Rumours abound that hospitals are now turning away patients who are not carrying the hospital bug (MRSA) or its cousin the super bug (CDIFF). A hospital spokesman for the Essex Health Authority categorically denied such slanderous rumours. “We can assure you that this is positively not the case. And no I am not crossing my fingers behind my back I merely have an itch.” The spokesman would not answer any other questions but to reconfirm the health authorities continuing stance.

News of this alleged exclusion of other known diseases has reached the head of the biggest medical union in Britain. The Allied Institute of Diseases of the Sick (A.I.D.S.) confirmed that its members are very alarmed indeed by the current policy in our hospitals. Mr H Pylori, head of the union spoke out strongly about this current trend.

“I would like to make it clear that our union members are very angry by these turn of events. It is true that some of our colleagues have been getting turned away by hospitals as they are not deemed worthy enough to set foot on hospital grounds. Only yesterday an amalgamated branch of ours in Surrey made up of Ecoli, Hepatitis B and C and strains of pneumonia were turned away for not being deadly enough. In another case in Devon some of our members were also refused entry just because they were from the Legionnaires, cholera and typhoid families of diseases. This exclusion in British hospitals should be stopped before the current monopoly by these trendier diseases gets too strong to stop. We ask the Government to step in open up our dirty wards to normal diseases like our membership.”

The Global News Terrorists asked the Health Minister to comment on the chaos weakening the once proud health service. The Health Minister was unfortunately unavailable to answer our searching questions. It would appear to all in the Health Service that when it comes to infectious diseases the Health Minister tends to wash his hands of such matters.

Sunday, 9 March 2008

Government In Spin Over Sweet Mix Up


After the recent upsurge in British people being bedridden by the Norovirus the Department of Health has issued guidelines for anyone who is suffering from the disease. Basically do not go to a hospital or your doctor’s surgery, as you are not welcome. Unfortunately an influx of callers to the NHS Direct phone line has been due to yet another mix up by someone within the health minister’s office.

It has been reported by a very good source that a junior civil servant has issued a warning and guidelines about the Norovirus but has inadvertently added a picture of a very popular blue liquorice sweet and not the Norovirus as they should have done.

Mr David Cummerbund the Conservative Leader has asked for a full enquiry over the matter. "It is bad enough that we have been subjected to shoddy practices from Mr Drab Brown’s government over his short period in office.
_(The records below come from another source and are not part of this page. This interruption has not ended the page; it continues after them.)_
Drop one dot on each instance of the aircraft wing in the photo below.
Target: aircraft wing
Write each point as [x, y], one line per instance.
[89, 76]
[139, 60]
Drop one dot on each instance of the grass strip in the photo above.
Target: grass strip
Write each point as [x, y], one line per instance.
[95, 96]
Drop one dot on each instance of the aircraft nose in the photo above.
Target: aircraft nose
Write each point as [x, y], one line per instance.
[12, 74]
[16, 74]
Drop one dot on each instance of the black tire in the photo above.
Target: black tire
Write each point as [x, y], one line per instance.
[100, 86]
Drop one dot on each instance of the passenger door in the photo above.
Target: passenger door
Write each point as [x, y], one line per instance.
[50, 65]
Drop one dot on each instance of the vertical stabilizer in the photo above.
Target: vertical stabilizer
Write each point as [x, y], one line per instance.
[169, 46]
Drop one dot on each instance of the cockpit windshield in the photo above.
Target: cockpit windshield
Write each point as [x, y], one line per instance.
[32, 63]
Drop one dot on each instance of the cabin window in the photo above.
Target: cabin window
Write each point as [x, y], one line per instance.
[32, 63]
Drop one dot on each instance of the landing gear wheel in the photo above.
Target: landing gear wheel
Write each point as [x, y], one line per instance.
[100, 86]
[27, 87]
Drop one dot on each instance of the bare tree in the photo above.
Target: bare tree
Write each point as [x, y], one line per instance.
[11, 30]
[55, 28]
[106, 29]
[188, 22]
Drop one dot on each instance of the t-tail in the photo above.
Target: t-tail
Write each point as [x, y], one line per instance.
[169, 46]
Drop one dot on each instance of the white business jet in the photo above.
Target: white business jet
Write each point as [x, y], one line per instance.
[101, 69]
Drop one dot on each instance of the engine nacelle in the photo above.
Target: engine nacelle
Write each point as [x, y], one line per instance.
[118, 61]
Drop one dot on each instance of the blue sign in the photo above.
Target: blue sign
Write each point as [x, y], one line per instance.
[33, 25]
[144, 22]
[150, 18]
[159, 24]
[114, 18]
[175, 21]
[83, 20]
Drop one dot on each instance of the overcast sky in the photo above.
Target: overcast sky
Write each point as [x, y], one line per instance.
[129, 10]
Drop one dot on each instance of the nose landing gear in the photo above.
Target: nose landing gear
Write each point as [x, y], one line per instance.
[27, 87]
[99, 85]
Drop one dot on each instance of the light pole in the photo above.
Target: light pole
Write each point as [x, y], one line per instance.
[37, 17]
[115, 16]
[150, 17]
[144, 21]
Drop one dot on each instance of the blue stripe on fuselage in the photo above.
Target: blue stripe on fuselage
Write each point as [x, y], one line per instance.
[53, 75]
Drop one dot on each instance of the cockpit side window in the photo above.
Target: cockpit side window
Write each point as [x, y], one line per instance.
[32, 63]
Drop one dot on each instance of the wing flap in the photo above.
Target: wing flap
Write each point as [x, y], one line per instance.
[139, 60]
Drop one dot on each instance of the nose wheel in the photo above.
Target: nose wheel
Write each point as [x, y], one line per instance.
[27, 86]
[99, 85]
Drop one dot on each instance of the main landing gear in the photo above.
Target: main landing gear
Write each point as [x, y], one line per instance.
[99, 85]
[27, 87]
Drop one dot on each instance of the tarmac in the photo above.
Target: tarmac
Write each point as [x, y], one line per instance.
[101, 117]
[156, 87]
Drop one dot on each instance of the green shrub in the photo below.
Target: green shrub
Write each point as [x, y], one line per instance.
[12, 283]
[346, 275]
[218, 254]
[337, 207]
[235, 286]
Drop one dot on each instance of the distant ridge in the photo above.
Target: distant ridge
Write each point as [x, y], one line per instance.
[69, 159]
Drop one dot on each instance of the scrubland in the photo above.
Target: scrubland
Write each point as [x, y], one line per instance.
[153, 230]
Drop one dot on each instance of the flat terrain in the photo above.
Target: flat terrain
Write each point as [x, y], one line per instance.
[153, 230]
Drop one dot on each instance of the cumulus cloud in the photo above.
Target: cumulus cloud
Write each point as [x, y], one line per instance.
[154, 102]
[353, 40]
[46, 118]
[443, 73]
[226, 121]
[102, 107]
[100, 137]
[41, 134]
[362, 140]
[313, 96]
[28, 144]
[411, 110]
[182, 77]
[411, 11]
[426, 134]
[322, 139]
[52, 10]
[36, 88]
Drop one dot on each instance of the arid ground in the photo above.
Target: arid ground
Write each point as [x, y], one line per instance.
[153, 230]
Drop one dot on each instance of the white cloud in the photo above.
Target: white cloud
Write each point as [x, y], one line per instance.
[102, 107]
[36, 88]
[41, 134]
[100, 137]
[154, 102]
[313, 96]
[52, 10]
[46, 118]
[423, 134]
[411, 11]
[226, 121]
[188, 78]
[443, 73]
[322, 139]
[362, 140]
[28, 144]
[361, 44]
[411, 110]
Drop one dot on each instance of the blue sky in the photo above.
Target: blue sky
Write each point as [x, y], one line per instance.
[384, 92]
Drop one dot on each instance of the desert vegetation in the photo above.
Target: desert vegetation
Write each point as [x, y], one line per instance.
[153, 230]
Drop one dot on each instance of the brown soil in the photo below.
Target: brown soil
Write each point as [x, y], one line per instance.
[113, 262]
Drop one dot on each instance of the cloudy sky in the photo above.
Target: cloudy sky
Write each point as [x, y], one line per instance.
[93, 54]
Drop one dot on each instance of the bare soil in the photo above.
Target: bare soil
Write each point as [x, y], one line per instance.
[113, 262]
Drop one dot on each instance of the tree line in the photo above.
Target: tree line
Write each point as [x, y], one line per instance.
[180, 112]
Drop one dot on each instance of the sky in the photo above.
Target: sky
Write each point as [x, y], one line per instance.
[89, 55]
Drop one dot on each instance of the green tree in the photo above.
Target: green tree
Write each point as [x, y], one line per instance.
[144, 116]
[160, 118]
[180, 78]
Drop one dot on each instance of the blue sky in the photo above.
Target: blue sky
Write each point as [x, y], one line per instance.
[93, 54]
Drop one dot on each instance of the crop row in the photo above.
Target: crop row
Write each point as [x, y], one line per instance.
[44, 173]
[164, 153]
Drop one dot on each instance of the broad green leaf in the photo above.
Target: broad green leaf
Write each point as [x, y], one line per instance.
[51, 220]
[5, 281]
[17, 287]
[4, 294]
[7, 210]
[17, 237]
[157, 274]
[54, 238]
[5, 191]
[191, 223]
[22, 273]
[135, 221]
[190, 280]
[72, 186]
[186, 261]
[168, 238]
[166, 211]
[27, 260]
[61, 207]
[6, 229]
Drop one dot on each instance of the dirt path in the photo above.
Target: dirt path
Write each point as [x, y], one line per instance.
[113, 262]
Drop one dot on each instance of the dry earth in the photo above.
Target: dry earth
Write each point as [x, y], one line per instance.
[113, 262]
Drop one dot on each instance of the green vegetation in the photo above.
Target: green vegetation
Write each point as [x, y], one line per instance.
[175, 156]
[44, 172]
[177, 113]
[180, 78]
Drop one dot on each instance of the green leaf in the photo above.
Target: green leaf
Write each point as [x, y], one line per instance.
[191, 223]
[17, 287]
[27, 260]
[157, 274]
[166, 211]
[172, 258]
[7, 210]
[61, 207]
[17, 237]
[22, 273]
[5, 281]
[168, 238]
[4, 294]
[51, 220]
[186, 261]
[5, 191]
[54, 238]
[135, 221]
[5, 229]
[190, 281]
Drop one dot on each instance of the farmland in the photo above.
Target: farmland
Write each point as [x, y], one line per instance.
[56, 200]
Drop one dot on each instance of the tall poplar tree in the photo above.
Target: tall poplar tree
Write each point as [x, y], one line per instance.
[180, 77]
But to now imply that the nations favourite sweeties are linked to outbreaks of sickness and diarrhoea it is terrible. Surely no one in their right mind could say liquorice could leave them with a sick tummy wummy? "

No response as yet has been made by the Health Department but the junior civil servant by all accounts had called in this morning with a virus. One jovial wit at the Houses of Parliament was overheard to say that the Health Department “Takes Allsorts these days.”